It's customary to say that floating-point numbers are "not accurate" or that they suffer from "roundoff error". But in fact, floating-point numbers are, in their own way, perfectly accurate — it's just that they're accurate in base two, not the base 10 we're used to thinking about.
The surprising fact is that most decimal (base 10) fractions do not exist as finite binary fractions. This is similar to the way that the number 1/3 does not even exist as a finite decimal fraction. You can approximate 1/3 as 0.333 or 0.3333333333 or 0.33333333333333333333, but without an infinite number of 3's it's only an approximation. Similarly, you can approximate 1/10 in base 2 as 0b0.00011 or 0b0.000110011 or 0b0.000110011001100110011001100110011, but without an infinite number of 0011's it, too, is only an approximation. (That last rendition, with 33 bits past the binary point, works out to about 0.0999999999767.)
And it's the same with most decimal fractions you can think of, including 0.128. So when I wrote
float f = 0.128;
what I actually got in f was the binary number 0b0.00100000110001001001101111, which in decimal is exactly 0.12800000607967376708984375.
Once a number has been stored as a float (or a double, for that matter) it is what it is: there is no way to rediscover that it was initially initialized from a "nice, round" decimal fraction like 0.128. And if you try to "count the number of decimal digits", and if your code does a really precise job, you're liable to get an answer of 26 (that is, corresponding to the digits "12800000607967376708984375"), not 3.
P.S. If you were working with computer hardware that implemented decimal floating point, this problem's goal would be meaningful, possible, and tractable. And implementations of decimal floating point do exist. But the ordinary float and double values any of is likely to use on any of today's common, mass-market computers are invariably going to be binary (specifically, conforming to IEEE-754).
P.P.S. Above I wrote, "what I actually got in f was the binary number 0b0.00100000110001001001101111". And if you count the number of significant bits there — 100000110001001001101111 — you get 24, which is no coincidence at all. You can read at single precision floating-point format that the significand portion of a float has 24 bits (with 23 explicitly stored), and here, you're seeing that in action.
float vs. code
A binary float cannot encode 0.128 exactly as it is not a dyadic rational.
Instead, it takes on a nearby value: 0.12800000607967376708984375. 26 digits.
Rounding errors
OP's approach incurs rounding errors in result = 0.128 * pow(10, exp);.
Extended math needed
The goal is difficult. Example: FLT_TRUE_MIN takes about 149 digits.
We could use double or long double to get us somewhat there.
Simply multiply the fraction by 10.0 in each step.

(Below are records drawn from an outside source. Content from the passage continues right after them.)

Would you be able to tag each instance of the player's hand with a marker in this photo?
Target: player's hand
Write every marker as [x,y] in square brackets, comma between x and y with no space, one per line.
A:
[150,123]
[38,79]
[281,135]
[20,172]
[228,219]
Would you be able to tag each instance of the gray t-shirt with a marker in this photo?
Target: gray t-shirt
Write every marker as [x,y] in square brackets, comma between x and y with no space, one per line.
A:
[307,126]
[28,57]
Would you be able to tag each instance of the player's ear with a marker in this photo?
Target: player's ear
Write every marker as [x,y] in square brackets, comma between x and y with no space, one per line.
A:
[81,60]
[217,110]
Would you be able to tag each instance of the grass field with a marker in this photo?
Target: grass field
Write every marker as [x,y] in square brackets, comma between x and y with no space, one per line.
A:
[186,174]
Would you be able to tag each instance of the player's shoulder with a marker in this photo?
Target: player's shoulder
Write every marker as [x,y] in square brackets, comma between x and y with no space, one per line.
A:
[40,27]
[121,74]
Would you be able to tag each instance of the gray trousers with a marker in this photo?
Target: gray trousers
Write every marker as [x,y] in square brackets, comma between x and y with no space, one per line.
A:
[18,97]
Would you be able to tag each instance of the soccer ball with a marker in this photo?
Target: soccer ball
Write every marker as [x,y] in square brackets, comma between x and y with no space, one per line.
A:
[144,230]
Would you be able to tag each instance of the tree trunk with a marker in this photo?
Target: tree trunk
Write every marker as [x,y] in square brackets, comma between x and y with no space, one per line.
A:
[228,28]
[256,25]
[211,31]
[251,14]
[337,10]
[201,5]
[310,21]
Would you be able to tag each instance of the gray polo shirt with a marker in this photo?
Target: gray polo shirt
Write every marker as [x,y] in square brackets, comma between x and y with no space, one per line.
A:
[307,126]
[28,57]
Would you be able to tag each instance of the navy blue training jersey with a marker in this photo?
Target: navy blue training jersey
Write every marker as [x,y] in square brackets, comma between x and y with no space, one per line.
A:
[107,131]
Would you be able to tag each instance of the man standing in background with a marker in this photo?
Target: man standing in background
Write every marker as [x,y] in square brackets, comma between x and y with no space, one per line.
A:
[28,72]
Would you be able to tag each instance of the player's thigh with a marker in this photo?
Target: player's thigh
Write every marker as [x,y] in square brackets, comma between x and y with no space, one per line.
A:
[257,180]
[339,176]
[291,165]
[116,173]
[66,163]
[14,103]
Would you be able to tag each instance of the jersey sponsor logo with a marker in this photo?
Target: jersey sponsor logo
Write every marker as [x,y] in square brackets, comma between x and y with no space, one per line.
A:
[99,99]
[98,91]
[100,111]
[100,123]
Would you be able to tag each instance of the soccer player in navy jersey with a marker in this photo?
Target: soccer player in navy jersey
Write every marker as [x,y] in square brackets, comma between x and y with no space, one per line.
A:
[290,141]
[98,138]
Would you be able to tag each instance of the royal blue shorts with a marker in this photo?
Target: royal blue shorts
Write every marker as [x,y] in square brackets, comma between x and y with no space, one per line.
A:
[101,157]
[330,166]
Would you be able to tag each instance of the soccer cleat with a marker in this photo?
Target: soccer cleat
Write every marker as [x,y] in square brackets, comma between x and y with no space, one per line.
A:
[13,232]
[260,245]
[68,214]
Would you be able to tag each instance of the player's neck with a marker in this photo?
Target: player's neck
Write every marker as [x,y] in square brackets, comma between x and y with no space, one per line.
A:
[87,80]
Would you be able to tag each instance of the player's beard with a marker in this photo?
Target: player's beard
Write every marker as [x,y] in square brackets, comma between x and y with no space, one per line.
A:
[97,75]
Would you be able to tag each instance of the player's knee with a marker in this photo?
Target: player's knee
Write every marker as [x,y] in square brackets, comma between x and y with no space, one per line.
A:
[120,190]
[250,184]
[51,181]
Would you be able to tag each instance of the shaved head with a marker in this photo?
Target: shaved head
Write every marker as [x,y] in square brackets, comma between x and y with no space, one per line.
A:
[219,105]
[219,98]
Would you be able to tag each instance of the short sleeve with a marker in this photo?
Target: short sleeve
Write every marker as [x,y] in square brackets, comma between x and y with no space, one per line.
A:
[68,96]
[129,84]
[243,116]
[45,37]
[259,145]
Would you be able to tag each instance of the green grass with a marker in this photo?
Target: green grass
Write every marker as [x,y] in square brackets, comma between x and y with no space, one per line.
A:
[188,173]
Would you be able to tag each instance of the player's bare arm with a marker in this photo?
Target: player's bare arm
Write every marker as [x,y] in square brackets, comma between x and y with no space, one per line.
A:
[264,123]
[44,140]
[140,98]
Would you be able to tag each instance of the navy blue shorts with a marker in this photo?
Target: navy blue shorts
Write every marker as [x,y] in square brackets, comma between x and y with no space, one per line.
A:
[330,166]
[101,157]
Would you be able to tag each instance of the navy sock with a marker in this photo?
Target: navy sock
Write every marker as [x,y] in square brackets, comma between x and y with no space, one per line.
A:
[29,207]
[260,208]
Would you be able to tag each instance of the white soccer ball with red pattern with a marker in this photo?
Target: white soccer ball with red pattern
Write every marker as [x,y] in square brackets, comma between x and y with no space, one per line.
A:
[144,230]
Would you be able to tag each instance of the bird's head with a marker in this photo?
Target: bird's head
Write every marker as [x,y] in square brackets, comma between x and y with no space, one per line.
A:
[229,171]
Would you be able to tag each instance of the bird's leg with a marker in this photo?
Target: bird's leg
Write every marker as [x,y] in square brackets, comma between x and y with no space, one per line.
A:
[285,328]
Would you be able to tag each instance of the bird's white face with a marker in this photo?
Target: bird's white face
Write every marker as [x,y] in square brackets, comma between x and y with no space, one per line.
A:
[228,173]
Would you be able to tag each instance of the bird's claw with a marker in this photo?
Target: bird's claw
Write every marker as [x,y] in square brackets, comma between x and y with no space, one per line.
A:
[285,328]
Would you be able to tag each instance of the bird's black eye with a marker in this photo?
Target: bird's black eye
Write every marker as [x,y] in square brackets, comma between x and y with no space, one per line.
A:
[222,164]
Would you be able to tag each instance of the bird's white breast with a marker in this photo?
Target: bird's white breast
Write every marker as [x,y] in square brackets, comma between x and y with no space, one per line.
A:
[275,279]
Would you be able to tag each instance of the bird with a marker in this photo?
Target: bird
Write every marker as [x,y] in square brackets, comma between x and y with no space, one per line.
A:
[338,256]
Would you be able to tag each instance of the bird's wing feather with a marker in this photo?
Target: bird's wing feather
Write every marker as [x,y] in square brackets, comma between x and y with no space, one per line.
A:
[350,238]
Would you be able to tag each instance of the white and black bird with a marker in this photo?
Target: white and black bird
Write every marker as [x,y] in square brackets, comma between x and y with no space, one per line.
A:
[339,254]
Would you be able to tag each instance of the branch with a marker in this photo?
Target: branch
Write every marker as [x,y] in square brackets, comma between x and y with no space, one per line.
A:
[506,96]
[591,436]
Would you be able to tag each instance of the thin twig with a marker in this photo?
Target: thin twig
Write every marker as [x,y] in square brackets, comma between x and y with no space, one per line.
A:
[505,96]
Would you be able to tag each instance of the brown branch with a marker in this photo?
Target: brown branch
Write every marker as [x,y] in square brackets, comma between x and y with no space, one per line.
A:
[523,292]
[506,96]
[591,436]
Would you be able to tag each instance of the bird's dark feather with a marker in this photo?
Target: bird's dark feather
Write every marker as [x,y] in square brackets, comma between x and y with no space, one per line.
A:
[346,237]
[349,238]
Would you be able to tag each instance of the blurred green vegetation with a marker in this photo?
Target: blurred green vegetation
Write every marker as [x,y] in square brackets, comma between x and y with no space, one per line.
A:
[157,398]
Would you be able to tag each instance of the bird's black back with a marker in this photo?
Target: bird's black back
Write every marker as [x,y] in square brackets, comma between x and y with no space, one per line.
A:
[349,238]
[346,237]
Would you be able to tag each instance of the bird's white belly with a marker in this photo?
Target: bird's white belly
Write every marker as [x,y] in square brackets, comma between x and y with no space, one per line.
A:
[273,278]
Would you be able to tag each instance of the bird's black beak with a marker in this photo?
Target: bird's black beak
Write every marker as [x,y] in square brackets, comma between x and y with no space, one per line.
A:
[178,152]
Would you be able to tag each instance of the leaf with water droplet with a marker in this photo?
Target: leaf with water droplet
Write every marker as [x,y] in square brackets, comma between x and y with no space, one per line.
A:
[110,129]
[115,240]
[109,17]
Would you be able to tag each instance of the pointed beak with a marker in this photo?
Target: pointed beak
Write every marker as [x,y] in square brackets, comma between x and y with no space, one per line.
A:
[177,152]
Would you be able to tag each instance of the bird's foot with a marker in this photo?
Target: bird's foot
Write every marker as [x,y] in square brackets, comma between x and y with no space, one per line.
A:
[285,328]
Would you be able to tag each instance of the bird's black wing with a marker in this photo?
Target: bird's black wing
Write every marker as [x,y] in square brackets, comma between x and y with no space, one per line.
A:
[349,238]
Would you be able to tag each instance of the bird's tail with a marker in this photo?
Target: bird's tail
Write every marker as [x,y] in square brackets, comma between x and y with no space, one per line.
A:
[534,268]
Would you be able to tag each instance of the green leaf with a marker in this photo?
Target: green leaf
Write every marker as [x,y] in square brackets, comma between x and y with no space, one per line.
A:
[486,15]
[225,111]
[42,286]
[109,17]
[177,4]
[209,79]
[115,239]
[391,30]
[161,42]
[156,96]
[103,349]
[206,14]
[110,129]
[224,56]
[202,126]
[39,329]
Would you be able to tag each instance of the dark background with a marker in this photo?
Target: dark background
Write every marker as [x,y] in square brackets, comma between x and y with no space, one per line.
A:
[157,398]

d *= 10.0; still incurs rounding errors, but less so than OP's approach.
#include <stdio.h>
#include <math.h> int main(){
int count = 0;
float f = 0.128f;
double d = f - trunc(f);
printf("%.30f\n", d);
while (d) {
d *= 10.0;
double ipart = trunc(d);
printf("%.0f", ipart);
d -= ipart;
count++;
}
printf("\n");
printf("%d \n", count);
return 0;
}
Output
0.128000006079673767089843750000
12800000607967376708984375
26
Usefulness
Typically, past FLT_DECMAL_DIG (9) or so significant decimal places, OP’s goal is usually not that useful.
As others have said, the number of decimal digits is meaningless when using binary floating-point.
But you also have a flawed termination condition. The loop test is (int)(1+result) % 10 != 0 meaning that it will stop whenever we reach an integer whose last digit is 9.
That means that 0.9, 0.99 and 0.9999 all give a result of 2.
We also lose precision by truncating the double value we start with by storing into a float.
The most useful thing we could do is terminate when the remaining fractional part is less than the precision of the type used.
Suggested working code:
#include <math.h>
#include <float.h>
#include <stdio.h>
int main(void)
{
double val = 0.128;
double prec = DBL_EPSILON;
double result;
int count = 0;
while (fabs(modf(val, &result)) > prec) {
++count;
val *= 10;
prec *= 10;
}
printf("%d digit(s): %0*.0f\n", count, count, result);
}
Results:
3 digit(s): 128

How do I print a floating-point value for later scanning with perfect accuracy?

Suppose I have a floating-point value of type float or double (i.e. 32 or 64 bits on typical machines). I want to print this value as text (e.g. to the standard output stream), and then later, in some other process, scan it back in - with fscanf() if I'm using C, or perhaps with istream::operator>>() if I'm using C++. But - I need the scanned float to end up being exactly, identical to the original value (up to equivalent representations of the same value). Also, the printed value should be easily readable - to a human - as floating-point, i.e. I don't want to print 0x42355316 and reinterpret that as a 32-bit float.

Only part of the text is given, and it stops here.